Publik kemudian bertanya-tanya bagaimana hukumnya?
 
Apakan tata caranya diperbolehkan beribadah haji lewat metaverse?
 
 
Nampaknya Arab Saudi memang serius menampilkan Ka'bah di metaverse.
 
Tujuannya agar warga Muslim di seluruh dunia merasakan pengalaman melihat Ka'bah dan Hajar Aswad secara virtual.
 
Menjawab banyak pertanyaan soal itu, Wakil Ketua Majelis Ulama Indonesia (MUI) Anwar Abbas  mengungkapkan bahwa mengelilingi ka'bah di metaverse tidak dapat menjadi bagian dari pelaksanaan ibadah haji.
 
Kalaupun Ka'bah hadir di metaverse, itu merupakan hal yang baik.
 
 
Tetapi tidak dapat disebut sebagai bagian dari ibadah haji karena tidak memenuhi syarat pelaksanaan ibadah haji.

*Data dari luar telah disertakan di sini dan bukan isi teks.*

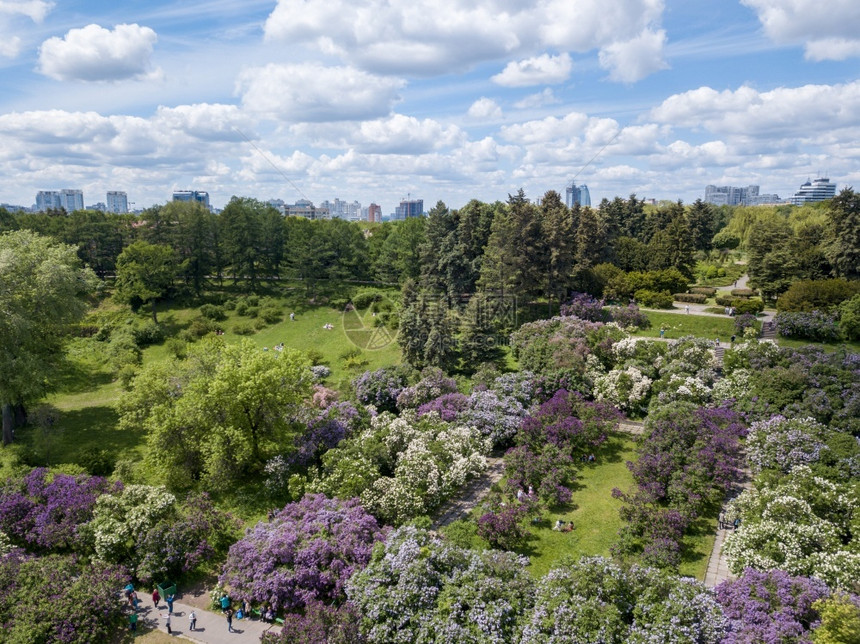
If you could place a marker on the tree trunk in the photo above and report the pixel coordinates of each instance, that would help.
(8, 420)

"Kalau ada orang yang akan menyelenggarakan ibadah haji secara virtual via metaverse berarti dia menyelenggarakan ibadah hajinya tidak secara fisik tapi hanya melalui penglihatan saja, maka hal demikian tentu sudah jelas tidak masuk ke dalam kategori sedang melaksanakan ibadah haji," ujar Anwar dilansir Antara, Rabu 9 Februari 2022.

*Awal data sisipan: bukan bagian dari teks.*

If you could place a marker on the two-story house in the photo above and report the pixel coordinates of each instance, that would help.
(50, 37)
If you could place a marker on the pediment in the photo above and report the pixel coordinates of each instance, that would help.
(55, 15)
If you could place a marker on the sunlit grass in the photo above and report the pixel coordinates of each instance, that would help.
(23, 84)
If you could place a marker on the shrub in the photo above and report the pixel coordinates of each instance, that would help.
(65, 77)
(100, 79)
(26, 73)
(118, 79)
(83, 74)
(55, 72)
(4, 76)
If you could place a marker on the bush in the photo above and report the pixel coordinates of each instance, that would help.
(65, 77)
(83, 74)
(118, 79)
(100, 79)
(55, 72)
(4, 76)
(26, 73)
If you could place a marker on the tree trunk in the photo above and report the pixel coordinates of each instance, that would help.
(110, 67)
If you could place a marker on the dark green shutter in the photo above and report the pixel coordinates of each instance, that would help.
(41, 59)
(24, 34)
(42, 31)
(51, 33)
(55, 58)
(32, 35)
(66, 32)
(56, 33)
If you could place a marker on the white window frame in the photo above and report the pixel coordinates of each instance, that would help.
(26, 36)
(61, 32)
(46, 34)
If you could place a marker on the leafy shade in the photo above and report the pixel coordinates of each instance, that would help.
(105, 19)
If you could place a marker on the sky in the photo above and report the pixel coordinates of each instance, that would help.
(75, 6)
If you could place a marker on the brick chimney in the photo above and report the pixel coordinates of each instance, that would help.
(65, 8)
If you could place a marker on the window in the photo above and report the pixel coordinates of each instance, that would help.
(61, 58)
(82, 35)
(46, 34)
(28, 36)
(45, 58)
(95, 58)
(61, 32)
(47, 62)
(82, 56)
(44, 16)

Metaverse adalah kombinasi dari berbagai elemen teknologi termasuk realitas virtual, realitas tertambah, dan video yang memungkinkan pengguna melakukan berbagai aktivitas dalam satu semesta digital.
 
Menurut Anwar, melihat Ka'bah secara virtual rasanya akan seperti menonton program kuliner di televisi, menggugah selera tapi tidak bisa mengatasi lapar.
 

Anwar menjelaskan bahwa ibadah haji mencakup kegiatan fisik di tempat-tempat yang telah ditentukan.
 
Sejumlah tenpat telah ditentukan menjadi bagian dari kewajiban haji seperti di Padang Arafah, Muzdalifah, Mina, ka'bah di Masjidil Haram, Shafa, dan Marwa. Waktu pelaksanaan ibadah haji juga ditentukan pada bulan Dzulhijjah.

Anwar kemudian mengutip Hadis Nabi Muhammad SAW, "Barang siapa yang menjumpai wukuf di Arafah, maka ia menjumpai haji".

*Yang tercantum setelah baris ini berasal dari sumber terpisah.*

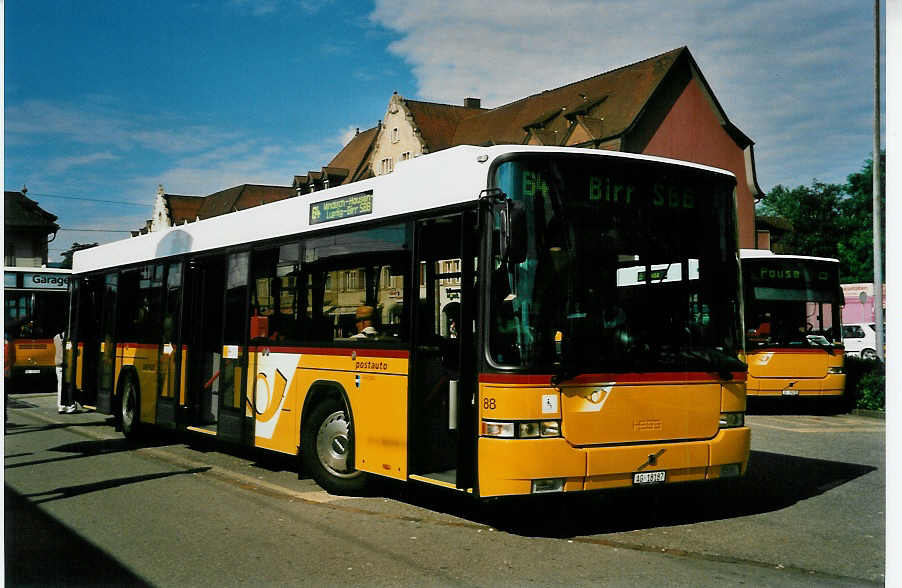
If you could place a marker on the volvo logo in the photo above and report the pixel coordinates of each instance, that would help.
(652, 460)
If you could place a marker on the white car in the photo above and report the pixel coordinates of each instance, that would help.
(860, 340)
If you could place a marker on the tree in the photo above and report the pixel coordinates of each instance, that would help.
(67, 255)
(814, 214)
(856, 247)
(830, 220)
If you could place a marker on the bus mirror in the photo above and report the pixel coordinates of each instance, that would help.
(512, 221)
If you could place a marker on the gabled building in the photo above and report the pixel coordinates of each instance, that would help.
(659, 106)
(175, 209)
(26, 227)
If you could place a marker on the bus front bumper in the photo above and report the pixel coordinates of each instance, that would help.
(829, 385)
(523, 466)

"Ini artinya kalau ada orang yang tidak bisa hadir di Padang Arafah pada waktu yang telah ditentukan oleh syara' tersebut, maka yang bersangkutan secara syar'iyah tidak bisa diakui telah melaksanakan ibadah haji karena yang bersangkutan tidak bisa hadir di tempat dimaksud pada waktu yang telah ditentukan," kata Anwar.
 
Baca Juga: Sekolah di Karnataka Ditutup Buntut Protes Kebijakan Pelarangan Penggunaan Hijab, Ketegangan Meningkat

"Belum lagi yang menyangkut mabit di Muzdalifah, melempar jumroh di Mina, tawaf di ka'bah, serta sa'i antara Shafa dan Marwa. Itu semua harus dilakukan secara fisik di tempat dan waktu yang sudah ditentukan oleh syara'," jelas dia.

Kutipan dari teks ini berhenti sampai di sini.